Philip Pullman has an excellent piece in today's Guardian. It's about reading as a democratic activity, and how it resists totalitarian and theocratic government.
For Pullman the danger of theocracy is that it tries to over determine the way in which we read texts. He shows how in the USSR and in Iran reading was a political act, especially when texts were 'apolitical'.
His suggestion that America is going in this direction seems to me a less helpful approach, betraying a liberal failure to understand why Bush is so popular. It is true that government imperialism has elements of this, but then so do elements of the British government. Reports of the war, in particular, are subject to propaganda and lies. It is dangerous to dismiss the whole of America just because their government lies about war, especially dangerous for a Brit to do this!

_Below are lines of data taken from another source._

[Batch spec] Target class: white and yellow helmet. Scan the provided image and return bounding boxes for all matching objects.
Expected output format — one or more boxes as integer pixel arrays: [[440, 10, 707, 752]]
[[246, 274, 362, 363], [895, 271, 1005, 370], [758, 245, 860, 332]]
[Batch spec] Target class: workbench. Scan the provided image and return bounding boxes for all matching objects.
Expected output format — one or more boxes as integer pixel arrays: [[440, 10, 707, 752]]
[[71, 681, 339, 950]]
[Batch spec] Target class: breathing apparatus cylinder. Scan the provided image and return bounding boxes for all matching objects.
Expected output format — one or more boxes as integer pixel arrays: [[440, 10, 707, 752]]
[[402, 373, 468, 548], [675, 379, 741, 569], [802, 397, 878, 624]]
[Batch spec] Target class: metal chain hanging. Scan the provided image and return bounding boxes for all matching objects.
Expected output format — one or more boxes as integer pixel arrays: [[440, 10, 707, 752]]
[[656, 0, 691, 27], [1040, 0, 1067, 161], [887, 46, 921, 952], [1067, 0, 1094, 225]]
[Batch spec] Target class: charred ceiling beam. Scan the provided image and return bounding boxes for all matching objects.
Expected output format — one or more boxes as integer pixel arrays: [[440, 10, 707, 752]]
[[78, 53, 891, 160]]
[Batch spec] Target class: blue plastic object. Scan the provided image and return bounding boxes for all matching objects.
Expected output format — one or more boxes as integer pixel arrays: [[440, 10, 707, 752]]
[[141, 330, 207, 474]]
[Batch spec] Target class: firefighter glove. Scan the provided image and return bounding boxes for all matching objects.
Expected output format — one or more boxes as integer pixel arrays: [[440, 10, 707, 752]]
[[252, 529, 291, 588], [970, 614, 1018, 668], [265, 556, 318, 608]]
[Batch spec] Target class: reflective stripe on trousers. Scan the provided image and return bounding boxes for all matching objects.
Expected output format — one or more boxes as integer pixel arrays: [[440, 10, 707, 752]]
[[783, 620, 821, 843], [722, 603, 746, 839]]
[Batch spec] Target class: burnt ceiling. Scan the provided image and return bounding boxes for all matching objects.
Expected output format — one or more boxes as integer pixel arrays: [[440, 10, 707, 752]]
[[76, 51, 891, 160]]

Pullman's conclusion is that "The democracy of reading exists in the to-and-fro between reader and text, when each is free to engage honestly with the other." He warns that it is easy for democracies to forget how to read. Pullman's fear is that readings become so determined that they are no longer free. I think there is an equal danger in not allowing the text to exert any influence over the reader. This is the liberal (as opposed to the fundamentalist) danger. Distasteful realities are just as real as ones we celebrate. (Bush's reelection is one of these, and it is no good living in the state of denial that can't understand why anyone would vote for him.)
There are some clear parallels for Christians reading the Bible. We must engage with it honestly, but we must allow that it says things we don't always want to hear.